Primus met Watkins in the Sixties, when everyone was young. At that time the prodigy was lining out brilliant books on the history of the Celtic verb and such things. “Not much of this output is accessible to a general audience,” wrote his faculty chroniclers. Indeed, Primus remembers nosily thumbing through the manuscript of a book Watkins was working on that seemed to consist entirely of the endings of mysterious words. When asked how many people on the planet Watkins was writing for, he thought for a moment and said, “Perhaps nine.” He reached a far wider audience with contributions to the American Heritage Dictionary. His magnum opus was How to Kill a Dragon in Indo-European: Aspects of Indo-European Poetics, which won the Goodwin Prize from the American Philological Association. He was an inspirational teacher. Today his students, and the students of his students, are said to dominate every aspect of Indo-European studies in the United States.

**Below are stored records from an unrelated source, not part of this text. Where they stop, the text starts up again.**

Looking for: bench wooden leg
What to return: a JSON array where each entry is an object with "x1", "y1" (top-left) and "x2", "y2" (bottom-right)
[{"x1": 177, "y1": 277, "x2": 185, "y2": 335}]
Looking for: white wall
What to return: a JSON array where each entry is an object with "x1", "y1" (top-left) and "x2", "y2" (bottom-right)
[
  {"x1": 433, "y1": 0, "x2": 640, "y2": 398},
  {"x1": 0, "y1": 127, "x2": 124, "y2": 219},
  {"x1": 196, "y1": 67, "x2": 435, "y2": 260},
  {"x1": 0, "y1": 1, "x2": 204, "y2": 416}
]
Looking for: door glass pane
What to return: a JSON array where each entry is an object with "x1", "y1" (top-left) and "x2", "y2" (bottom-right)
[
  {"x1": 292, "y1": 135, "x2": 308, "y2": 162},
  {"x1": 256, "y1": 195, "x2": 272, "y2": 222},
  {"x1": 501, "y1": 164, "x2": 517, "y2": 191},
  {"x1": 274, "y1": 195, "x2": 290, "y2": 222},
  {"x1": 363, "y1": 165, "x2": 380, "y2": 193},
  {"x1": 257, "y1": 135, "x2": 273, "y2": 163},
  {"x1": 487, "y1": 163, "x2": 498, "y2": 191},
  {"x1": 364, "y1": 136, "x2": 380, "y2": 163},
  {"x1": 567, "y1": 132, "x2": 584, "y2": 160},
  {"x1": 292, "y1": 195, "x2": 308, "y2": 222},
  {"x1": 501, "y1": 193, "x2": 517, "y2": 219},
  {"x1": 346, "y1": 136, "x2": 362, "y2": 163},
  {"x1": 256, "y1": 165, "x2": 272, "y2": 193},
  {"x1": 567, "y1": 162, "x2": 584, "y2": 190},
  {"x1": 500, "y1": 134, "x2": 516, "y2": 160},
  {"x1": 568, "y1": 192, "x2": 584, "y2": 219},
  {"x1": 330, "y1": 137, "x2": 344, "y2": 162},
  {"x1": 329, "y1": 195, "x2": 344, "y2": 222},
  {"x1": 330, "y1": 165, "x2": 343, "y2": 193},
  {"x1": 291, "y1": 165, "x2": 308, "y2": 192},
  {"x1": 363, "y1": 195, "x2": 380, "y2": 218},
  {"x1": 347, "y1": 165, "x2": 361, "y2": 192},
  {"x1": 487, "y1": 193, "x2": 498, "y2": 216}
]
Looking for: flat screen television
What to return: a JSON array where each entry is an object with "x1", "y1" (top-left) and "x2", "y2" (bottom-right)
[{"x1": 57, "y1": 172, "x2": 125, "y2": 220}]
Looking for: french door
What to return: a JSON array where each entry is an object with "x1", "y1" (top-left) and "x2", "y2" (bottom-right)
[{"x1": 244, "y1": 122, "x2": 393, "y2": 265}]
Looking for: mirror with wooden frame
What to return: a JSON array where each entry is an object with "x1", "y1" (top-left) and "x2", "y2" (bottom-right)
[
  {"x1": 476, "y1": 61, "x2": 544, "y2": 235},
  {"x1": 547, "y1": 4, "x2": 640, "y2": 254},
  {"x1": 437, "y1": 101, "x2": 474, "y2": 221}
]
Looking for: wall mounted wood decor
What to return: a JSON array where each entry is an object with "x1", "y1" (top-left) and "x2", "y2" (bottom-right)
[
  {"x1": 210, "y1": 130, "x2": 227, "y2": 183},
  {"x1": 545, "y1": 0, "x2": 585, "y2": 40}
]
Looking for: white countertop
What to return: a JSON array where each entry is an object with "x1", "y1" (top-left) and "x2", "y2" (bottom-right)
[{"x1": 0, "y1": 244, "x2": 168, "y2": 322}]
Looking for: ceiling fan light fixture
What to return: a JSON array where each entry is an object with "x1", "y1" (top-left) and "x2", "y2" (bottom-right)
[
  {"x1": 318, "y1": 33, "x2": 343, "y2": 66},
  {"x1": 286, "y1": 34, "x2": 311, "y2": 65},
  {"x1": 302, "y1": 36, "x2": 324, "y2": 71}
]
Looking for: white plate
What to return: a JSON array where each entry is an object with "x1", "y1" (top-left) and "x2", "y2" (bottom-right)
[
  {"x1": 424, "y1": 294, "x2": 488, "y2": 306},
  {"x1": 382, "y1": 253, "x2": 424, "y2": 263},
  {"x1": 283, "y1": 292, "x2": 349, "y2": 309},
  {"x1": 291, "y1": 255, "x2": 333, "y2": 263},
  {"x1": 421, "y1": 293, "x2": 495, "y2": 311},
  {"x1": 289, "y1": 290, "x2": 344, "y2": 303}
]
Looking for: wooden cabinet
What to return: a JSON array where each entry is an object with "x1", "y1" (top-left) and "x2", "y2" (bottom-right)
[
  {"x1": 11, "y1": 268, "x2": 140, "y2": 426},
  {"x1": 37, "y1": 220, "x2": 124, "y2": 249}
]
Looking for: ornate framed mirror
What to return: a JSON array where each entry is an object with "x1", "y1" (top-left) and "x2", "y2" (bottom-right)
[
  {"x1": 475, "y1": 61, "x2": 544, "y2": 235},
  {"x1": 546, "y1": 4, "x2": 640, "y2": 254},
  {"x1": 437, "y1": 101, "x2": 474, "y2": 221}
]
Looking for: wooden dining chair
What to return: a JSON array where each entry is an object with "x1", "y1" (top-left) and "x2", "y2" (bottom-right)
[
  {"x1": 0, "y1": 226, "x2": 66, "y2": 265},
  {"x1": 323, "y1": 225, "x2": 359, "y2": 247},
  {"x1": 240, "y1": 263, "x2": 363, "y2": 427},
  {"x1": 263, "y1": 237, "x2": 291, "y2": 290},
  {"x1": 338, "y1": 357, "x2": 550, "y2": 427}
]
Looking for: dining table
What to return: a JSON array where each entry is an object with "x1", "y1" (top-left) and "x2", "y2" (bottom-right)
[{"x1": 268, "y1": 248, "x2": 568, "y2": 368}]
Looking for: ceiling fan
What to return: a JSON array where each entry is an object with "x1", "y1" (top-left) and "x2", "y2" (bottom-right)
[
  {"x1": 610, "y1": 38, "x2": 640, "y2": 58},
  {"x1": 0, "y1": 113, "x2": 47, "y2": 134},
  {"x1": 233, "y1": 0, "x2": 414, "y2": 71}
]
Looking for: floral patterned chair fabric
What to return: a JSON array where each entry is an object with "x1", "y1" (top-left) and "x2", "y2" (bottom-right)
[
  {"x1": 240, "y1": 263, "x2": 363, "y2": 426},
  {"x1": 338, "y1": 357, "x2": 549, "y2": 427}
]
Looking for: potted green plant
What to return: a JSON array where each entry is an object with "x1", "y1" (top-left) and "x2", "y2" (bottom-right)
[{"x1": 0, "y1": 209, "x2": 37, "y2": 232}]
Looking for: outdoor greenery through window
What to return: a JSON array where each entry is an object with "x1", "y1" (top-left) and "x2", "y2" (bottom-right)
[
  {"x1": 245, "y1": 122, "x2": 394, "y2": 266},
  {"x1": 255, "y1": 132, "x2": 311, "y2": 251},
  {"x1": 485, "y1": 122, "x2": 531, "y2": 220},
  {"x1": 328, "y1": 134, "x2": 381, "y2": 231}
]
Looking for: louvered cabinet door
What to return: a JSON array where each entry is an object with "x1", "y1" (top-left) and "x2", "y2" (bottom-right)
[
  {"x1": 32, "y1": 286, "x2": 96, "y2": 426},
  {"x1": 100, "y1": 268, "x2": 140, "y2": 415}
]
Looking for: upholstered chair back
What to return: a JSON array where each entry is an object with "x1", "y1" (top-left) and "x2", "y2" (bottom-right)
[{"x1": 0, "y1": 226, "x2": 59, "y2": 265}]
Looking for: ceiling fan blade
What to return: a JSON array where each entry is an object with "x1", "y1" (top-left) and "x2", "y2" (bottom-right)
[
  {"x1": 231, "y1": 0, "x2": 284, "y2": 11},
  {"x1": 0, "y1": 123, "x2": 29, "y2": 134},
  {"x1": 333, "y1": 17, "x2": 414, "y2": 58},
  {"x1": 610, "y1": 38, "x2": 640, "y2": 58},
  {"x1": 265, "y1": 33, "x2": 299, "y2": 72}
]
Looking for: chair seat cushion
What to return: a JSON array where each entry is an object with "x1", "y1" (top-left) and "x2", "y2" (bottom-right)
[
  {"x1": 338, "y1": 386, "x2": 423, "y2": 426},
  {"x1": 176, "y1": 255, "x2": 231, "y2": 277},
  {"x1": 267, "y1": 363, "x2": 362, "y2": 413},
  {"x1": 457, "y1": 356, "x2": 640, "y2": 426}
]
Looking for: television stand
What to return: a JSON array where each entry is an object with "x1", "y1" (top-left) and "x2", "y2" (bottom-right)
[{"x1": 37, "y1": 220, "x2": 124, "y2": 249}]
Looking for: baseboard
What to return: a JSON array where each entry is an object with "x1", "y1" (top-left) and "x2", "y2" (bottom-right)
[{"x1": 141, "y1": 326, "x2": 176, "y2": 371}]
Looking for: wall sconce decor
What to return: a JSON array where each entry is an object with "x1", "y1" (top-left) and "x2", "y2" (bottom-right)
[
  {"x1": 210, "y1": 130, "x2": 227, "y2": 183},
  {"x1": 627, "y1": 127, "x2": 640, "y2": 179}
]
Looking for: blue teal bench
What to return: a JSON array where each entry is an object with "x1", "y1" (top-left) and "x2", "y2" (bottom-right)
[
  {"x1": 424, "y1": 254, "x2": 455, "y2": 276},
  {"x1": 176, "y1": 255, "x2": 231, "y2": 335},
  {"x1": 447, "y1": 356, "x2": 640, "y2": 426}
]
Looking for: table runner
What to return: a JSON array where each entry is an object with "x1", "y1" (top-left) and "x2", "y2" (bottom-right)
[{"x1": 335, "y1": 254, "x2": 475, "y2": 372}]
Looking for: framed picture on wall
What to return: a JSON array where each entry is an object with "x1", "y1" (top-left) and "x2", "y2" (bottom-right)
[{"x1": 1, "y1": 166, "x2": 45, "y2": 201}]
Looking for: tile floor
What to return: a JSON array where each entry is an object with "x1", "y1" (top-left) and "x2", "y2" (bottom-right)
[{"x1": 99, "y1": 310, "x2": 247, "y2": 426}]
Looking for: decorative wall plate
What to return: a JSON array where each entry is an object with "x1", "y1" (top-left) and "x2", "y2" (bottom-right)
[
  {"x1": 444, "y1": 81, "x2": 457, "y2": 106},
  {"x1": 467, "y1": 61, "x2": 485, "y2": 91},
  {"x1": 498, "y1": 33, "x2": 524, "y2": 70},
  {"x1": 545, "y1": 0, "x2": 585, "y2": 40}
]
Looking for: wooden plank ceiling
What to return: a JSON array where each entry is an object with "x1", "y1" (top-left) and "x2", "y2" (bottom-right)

“Outside the classroom too, Cal was larger than life….His love of good times—good food, good drink, good friends—was legendary,” his colleagues attested. An amateur mycologist, Watkins would disappear each May to unspecified precincts in Vermont to find morels. An excellent cook, he once laid on a multi-dish dinner for trusting friends consisting entirely of various wild mushrooms he had foraged. He had Texas roots and a hint of a Texas drawl. His sense of humor led him frequently to crack up. Back in the day, Mrs. Primus thought he was the best dirty dancer she knew.